The relevant questions at times like this are usually “what is priced in” and “what should be priced in.” Rising interest rates should prompt a re-evaluation of asset prices. In technical finance terms: the discount rate is higher today than it was even at the start of the year. This means that the present value of future cash flows is lower, which disproportionately impacts investments with large uncertain payoffs in the distance. In simple terms: it can be hard to know what to pay today to receive $1 in the future because it’s unclear how high interest rates may go. As rates rise, it becomes more attractive to simply buy bonds instead.
At the same time, markets have been worried about these factors since inflation began to pick up a year and a half ago. Markets have also been well ahead of the Fed – which has, by its own admission, been behind the curve in responding to higher prices across the economy. It’s not difficult to argue that markets are pricing in the worst-case scenario of a Fed-induced recession in order to ease these price pressures. If that is the case, any unexpected slowing of inflation would be viewed as positive for markets. This is especially true because the economy is, by many other measures, still strong.

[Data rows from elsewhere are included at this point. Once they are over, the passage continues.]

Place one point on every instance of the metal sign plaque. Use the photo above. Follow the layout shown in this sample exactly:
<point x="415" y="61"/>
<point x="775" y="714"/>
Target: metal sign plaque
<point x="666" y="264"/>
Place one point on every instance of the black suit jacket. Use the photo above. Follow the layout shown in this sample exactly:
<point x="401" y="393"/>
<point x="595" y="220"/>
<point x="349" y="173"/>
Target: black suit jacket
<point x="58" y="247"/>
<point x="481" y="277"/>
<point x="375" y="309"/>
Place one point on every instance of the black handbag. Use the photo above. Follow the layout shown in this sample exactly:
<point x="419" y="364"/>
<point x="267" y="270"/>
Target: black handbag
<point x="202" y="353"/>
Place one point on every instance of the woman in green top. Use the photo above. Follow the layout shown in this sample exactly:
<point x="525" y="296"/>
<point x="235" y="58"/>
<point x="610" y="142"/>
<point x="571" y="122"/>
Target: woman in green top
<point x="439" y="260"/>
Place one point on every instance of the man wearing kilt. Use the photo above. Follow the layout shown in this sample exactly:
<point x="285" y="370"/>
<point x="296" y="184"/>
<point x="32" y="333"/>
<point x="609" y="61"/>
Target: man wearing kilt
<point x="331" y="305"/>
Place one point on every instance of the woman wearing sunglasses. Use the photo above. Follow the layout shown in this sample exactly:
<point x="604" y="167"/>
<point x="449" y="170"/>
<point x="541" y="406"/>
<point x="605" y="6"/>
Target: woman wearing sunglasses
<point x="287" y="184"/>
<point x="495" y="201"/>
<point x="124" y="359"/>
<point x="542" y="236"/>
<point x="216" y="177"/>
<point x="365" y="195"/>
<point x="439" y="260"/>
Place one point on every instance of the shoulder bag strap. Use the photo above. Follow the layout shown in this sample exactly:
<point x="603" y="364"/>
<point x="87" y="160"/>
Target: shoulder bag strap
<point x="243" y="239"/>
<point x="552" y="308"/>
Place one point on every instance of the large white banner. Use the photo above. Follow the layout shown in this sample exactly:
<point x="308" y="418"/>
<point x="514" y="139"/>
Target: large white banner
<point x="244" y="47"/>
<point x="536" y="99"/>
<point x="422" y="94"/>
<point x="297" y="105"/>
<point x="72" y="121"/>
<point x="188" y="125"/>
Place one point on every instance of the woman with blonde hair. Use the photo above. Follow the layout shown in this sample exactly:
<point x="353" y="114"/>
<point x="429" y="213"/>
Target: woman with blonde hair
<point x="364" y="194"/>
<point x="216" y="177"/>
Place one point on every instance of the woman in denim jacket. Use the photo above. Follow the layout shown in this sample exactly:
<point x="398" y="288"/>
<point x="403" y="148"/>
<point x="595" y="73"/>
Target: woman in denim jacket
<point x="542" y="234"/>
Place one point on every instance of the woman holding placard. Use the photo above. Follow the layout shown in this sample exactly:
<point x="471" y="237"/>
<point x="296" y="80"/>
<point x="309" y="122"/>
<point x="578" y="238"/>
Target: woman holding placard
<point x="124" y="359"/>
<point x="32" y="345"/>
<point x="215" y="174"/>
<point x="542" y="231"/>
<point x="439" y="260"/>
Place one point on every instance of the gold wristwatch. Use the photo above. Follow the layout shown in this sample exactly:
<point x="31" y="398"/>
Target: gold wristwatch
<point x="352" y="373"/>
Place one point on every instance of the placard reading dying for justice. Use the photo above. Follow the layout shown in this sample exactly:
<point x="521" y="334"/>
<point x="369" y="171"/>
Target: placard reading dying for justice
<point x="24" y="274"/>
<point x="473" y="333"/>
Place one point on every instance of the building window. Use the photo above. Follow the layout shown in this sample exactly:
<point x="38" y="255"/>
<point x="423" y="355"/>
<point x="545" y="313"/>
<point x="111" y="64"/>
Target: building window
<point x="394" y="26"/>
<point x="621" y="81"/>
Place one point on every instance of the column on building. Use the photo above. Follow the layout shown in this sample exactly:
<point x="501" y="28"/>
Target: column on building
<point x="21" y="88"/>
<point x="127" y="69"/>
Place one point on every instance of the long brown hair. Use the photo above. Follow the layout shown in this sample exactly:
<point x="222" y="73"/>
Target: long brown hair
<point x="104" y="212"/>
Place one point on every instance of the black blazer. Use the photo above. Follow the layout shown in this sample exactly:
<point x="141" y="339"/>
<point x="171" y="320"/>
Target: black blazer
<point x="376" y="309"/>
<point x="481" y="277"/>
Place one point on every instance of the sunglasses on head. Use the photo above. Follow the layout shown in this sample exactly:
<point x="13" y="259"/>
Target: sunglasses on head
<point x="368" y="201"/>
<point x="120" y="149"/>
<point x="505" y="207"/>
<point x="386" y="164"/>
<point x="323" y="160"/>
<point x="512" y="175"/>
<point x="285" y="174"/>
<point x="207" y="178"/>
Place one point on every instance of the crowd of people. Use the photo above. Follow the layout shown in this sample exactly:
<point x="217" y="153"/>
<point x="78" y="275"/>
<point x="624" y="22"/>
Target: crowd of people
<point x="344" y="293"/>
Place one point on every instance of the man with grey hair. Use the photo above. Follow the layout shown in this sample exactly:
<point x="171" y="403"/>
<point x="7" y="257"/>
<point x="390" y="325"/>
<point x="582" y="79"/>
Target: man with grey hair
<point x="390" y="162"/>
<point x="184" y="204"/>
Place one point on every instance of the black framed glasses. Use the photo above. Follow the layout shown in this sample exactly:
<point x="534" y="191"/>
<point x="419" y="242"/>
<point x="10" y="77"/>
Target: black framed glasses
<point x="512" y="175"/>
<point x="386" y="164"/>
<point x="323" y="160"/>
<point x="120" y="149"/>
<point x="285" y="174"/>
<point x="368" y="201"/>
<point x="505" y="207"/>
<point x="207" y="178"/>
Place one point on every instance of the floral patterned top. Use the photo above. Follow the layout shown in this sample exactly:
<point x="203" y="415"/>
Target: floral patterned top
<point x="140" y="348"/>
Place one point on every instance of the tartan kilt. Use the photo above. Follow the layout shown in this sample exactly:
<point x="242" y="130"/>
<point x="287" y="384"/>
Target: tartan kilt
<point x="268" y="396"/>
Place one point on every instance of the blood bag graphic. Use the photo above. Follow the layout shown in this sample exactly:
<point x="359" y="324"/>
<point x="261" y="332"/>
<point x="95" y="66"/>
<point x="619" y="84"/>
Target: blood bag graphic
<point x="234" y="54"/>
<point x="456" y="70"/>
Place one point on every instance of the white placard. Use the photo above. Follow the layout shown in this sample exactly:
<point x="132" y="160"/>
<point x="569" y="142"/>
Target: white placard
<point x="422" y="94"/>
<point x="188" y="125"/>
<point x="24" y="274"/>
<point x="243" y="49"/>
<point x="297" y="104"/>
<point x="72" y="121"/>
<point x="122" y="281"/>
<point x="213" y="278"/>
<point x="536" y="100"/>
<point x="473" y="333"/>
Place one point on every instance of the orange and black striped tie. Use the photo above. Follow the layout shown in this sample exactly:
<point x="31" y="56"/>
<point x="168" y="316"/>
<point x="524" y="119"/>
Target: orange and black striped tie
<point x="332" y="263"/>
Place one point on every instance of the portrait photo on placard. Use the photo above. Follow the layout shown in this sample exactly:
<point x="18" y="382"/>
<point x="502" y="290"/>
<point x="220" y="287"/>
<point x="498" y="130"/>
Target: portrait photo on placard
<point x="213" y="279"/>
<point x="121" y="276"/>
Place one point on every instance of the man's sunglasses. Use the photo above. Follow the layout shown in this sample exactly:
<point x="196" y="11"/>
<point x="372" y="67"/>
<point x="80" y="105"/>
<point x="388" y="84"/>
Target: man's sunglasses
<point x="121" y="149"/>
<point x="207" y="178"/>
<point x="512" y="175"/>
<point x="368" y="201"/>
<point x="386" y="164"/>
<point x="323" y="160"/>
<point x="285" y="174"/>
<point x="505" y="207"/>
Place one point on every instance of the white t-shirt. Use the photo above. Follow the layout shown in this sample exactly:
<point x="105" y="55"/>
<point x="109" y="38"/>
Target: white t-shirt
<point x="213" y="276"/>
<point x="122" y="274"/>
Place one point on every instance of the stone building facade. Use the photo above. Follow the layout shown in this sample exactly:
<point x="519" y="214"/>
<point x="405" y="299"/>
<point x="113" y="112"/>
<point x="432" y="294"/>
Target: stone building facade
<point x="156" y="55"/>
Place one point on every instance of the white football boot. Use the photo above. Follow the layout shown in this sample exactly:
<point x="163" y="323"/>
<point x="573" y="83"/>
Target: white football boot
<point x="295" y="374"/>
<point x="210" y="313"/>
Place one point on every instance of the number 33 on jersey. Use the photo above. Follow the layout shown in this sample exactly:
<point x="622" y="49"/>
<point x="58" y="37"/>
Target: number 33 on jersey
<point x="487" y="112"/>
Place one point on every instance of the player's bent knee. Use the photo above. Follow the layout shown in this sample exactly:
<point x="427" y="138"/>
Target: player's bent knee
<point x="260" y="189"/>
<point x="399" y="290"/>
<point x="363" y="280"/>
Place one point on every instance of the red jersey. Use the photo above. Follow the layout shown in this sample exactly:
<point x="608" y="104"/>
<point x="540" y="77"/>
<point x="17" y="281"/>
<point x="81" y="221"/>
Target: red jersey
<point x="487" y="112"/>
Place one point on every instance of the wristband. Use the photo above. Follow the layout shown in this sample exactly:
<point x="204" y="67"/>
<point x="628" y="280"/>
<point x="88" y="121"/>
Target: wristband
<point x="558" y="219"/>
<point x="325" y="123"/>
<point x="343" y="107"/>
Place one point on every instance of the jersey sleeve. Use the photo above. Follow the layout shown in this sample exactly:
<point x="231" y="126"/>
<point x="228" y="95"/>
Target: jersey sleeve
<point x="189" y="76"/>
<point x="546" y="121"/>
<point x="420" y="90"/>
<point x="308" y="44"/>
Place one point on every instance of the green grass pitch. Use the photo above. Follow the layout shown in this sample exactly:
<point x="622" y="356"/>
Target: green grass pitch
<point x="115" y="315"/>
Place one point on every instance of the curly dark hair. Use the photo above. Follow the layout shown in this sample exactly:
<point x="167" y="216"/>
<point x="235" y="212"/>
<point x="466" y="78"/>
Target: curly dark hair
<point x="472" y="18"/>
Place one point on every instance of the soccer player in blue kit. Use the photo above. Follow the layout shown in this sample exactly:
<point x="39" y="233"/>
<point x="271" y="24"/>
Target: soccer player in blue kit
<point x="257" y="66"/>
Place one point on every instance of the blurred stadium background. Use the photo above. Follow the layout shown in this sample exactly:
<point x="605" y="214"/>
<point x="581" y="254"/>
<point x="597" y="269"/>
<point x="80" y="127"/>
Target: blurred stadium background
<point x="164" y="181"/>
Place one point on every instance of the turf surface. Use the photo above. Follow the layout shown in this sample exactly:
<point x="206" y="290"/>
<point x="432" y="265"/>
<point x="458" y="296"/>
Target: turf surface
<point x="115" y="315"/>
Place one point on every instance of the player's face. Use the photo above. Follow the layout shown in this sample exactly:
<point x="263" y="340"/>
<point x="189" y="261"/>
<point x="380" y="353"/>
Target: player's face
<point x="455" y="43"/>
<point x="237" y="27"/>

Perhaps what makes this bear market especially difficult is that nearly all asset classes outside of the energy sector and a few commodities have been impacted. It is unusual for stocks and bonds to be down at the same time, but this is in many ways a reversal of the “everything rally” of the previous two years, and, arguably, since the global financial crisis.
That’s also because inflation has pushed interest rates higher which hurts bonds exactly when many investors needed them the most. Falling bond prices have occurred over several periods the past 30 years, during other periods of rising rates and inflation concerns, only to recover soon thereafter. While this time may be different if interest rates remain elevated, the silver lining is that generating portfolio income is easier today than at any time over the past decade.
The bottom line?
As markets find a stable level and the inflation story evolves, it’s important for long-term investors to maintain perspective. Market corrections and even bear markets are normal. Not only do markets historically recover, but that can also happen when investors least expect it. Although the S&P 500 is 21% below its all-time high, it has experienced similar (or fewer) major pullbacks this year compared to 2020, 2018, 2009 – when the market was rapidly recovering – and throughout the early 2000s, too.
While those were all difficult periods, the best course of action was to stay patient, think long-term, and avoid being unduly influenced by Mr. Market.
Please let me know if you have any questions. Thank you.